Extraído do release que me foi enviado, o trecho acima sintetiza o enredo e os principais objetivos que levaram o autor francês Georges Perec (1936-1982) a escrever "A arte e a maneira de abordar seu chefe para pedir um aumento", em cartaz no Centro Cultural Correios. Guel Arraes assina a direção, estando a interpretação do monólogo a cargo de Marco Nanini.

Como se sabe, constitui tarefa não raro ingrata a de se pedir um aumento. E por diversas razões, dentre elas porque o ato de pedir já coloca aquele que pede numa posição inferior, posto que uma resposta favorável não está necessariamente atrelada ao merecimento e sim à boa vontade do empregador.

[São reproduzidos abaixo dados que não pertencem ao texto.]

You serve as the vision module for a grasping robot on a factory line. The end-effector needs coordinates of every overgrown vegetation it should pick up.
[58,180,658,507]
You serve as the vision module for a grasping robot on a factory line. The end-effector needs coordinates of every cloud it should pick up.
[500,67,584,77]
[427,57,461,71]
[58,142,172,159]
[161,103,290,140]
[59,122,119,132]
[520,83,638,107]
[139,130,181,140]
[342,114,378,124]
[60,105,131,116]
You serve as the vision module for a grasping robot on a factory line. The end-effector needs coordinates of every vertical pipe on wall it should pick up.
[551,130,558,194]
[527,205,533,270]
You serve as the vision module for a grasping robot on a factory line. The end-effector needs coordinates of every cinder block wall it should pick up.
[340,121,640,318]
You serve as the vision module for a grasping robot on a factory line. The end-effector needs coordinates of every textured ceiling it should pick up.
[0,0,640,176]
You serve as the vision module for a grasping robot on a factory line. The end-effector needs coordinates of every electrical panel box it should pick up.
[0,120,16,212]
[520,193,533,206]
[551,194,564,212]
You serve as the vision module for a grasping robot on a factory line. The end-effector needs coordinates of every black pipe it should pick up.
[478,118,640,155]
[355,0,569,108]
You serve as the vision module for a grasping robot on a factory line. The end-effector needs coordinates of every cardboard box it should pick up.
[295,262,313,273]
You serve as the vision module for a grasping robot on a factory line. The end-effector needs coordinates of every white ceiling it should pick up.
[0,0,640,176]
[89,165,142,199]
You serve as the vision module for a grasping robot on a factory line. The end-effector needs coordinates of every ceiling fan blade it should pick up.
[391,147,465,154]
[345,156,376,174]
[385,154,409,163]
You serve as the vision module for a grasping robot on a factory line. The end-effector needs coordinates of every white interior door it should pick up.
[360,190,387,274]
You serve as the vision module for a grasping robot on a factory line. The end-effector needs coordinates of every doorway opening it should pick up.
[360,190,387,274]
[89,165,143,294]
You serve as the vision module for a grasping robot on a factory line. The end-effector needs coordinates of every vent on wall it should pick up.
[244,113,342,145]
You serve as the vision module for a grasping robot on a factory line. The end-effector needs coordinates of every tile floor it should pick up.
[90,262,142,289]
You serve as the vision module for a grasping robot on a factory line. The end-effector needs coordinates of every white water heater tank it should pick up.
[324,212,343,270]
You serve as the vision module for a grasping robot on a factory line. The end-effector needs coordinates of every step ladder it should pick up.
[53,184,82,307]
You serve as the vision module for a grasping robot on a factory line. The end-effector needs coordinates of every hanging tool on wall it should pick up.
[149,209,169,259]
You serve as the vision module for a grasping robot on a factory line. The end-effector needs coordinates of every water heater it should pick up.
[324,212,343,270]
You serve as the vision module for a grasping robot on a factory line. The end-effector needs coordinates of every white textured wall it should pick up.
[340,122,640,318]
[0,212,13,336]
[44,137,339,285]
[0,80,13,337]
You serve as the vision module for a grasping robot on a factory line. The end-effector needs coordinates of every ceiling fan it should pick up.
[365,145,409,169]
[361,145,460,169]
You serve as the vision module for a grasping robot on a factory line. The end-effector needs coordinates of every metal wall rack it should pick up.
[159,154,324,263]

Mas admitamos que aquele que pede mereça um aumento e que o empregador o considere justo, do ponto de vista pessoal. No entanto, na qualidade de chefe, tem que pautar suas decisões pela impessoalidade, priorizando apenas os interesses da empresa. E as empresas, em sua maioria, têm a singular tendência de jamais achar que um funcionário mereça ganhar mais, pois isso implica que ela, empresa, passe a ganhar menos...  

Isso posto, estamos aqui diante de um homem que tem absoluta certeza de que merece um aumento. Afinal, entrou na empresa aos 14 anos e sempre foi considerado um funcionário exemplar. Mas como abordar seu chefe de forma a convencê-lo da legitimidade de seu anseio? Na dúvida, vai construindo uma infinidade de hilárias e patéticas variantes, que evidentemente não vou revelar, pois isso privaria o espectador de usufrui-las.

Cabe, no entanto, salientar a inventividade do autor, sua capacidade de construir um personagem que, em sua ânsia de não cometer nenhum grave equívoco ao abordar seu chefe, vê o tempo passar e nada consegue. Através de cenas curtas, em alguma medida bastante parecidas, tendo a diferenciá-las, basicamente, a gradação dos estratagemas, Georges Perec criou um texto que traduz não somente o caso particular de um personagem, mas sobretudo a crueldade que em geral caracteriza as relações entre patrão e empregado numa grande corporação.  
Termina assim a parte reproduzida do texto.